Re: [PATCHv6 0/3] rdmacg: IB/core: rdma controller support
From: Parav Pandit
Date: Sun Feb 21 2016 - 23:59:44 EST
Hi Tejun, Doug,
I would like to know direction from you on how do we intent to merge this code.
So that I generate next patch v7 against right tree.
Few options that comes to me are:
1. Shall we merge this code from Doug's linux-rdma tree, where there
are no merge conflicts in cgroup?
Or
2. Shall we merge this as two separate patches one from cgroup side
from Tejun's cgroups tree as kernel support and 2nd from linux-rdma
for IB core changes to make use of those features?
Or
3. Some other options that you have in mind.

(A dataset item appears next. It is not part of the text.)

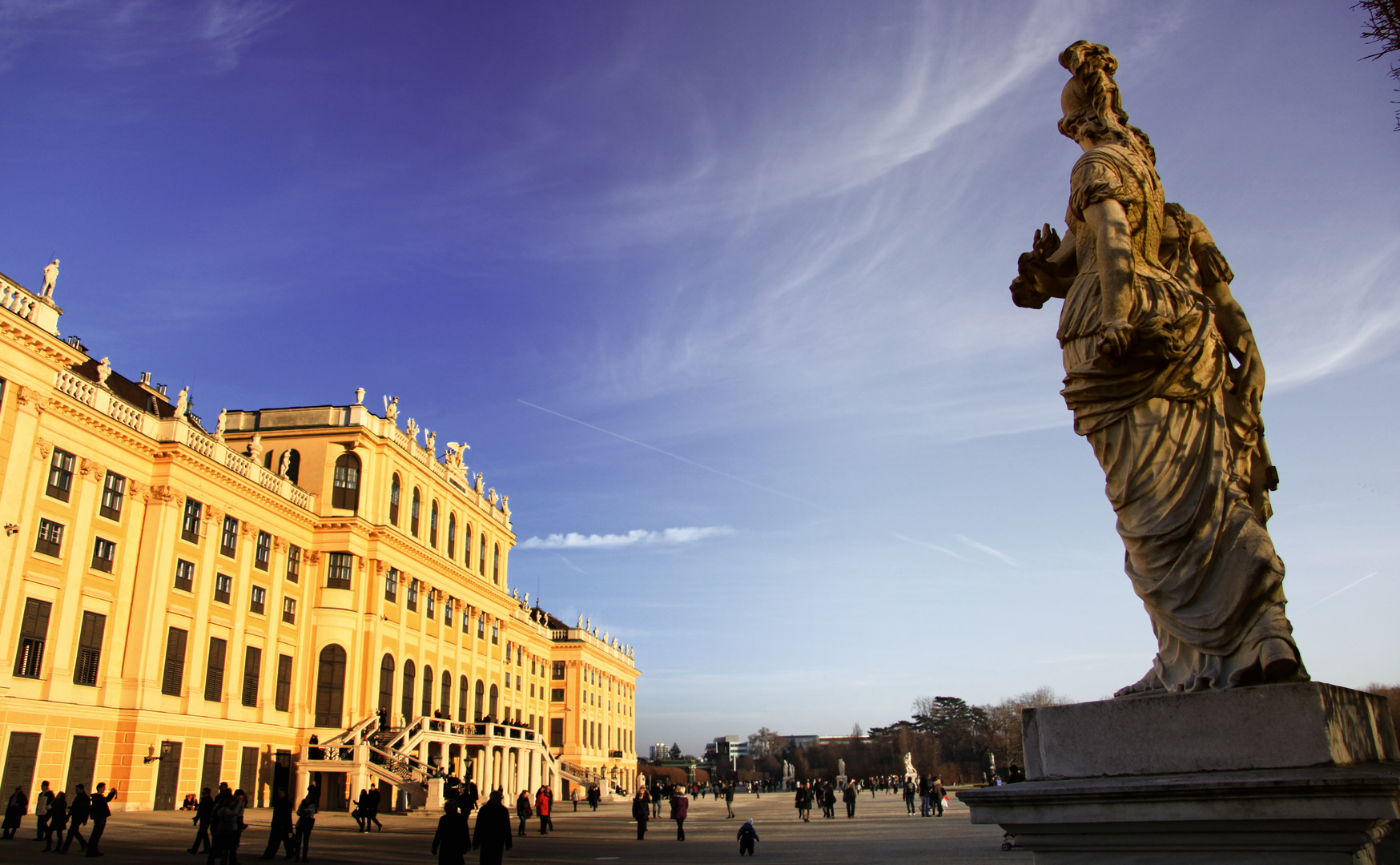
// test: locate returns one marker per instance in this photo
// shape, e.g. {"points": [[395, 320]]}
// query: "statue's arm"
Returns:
{"points": [[1113, 241]]}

I was thinking of (1) as that has the least churn in development, test
and merge efforts.
Regards,
Parav Pandit
On Sat, Feb 20, 2016 at 4:30 PM, Parav Pandit <pandit.parav@xxxxxxxxx> wrote:
> Overview:
> Currently user space applications can easily take away all the rdma
> device specific resources such as AH, CQ, QP, MR etc. Due to which other
> applications in other cgroup or kernel space ULPs may not even get chance
> to allocate any rdma resources. This results into service unavailibility.
>
> RDMA cgroup addresses this issue by allowing resource accounting,
> limit enforcement on per cgroup, per rdma device basis.
>
> Resources are not defined by the RDMA cgroup. Resources are defined
> by RDMA/IB stack. This allows rdma cgroup to remain constant while RDMA/IB
> stack can evolve without the need of rdma cgroup update. A new
> resource can be easily added by the RDMA/IB stack without touching
> rdma cgroup.
>
> RDMA uverbs layer will enforce limits on well defined RDMA verb
> resources without any HCA vendor device driver involvement.
>
> RDMA uverbs layer will not do accounting of hw vendor specific resources.

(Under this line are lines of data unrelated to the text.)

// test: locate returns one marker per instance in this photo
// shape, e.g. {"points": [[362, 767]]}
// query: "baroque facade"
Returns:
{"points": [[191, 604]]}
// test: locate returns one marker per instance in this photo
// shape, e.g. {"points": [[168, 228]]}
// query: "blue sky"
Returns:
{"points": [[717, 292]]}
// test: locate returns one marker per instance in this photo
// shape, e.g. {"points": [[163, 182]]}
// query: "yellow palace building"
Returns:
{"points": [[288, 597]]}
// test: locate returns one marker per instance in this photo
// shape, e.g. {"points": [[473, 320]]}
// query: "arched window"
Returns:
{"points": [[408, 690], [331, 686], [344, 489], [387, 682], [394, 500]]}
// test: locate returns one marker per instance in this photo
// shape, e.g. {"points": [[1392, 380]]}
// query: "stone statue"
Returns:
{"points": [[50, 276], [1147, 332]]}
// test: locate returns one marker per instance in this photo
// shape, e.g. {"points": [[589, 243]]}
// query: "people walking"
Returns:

> Instead rdma cgroup provides set of APIs through which vendor specific
> drivers can do resource accounting by making use of rdma cgroup.
>
> Resource limit enforcement is hierarchical.
>
> When process is migrated with active RDMA resources, rdma cgroup
> continues to uncharge original cgroup for allocated resource. New resource
> is charged to current process's cgroup, which means if the process is
> migrated with active resources, for new resources it will be charged to
> new cgroup and old resources will be correctly uncharged from old cgroup.
>
> Changes from v5:
> * (To address comments from Tejun)
> 1. Removed two type of resource pool, made is single type (as Tejun
> described in past comment)
> 2. Removed match tokens and have array definition like "qp", "mr",
> "cq" etc.
> 3. Wrote small parser and avoided match_token API as that won't work
> due to different array definitions
> 4. Removed one-off remove API to unconfigure cgroup, instead all
> resource should be set to max.
> 5. Removed resource pool type (user/default), instead having
> max_num_cnt, when ref_cnt drops to zero and
> max_num_cnt = total_rescource_cnt, pool is freed.
> 6. Resource definition ownership is now only with IB stack at single
> header file, no longer in each low level driver.
> This goes through IB maintainer and other reviewers eyes.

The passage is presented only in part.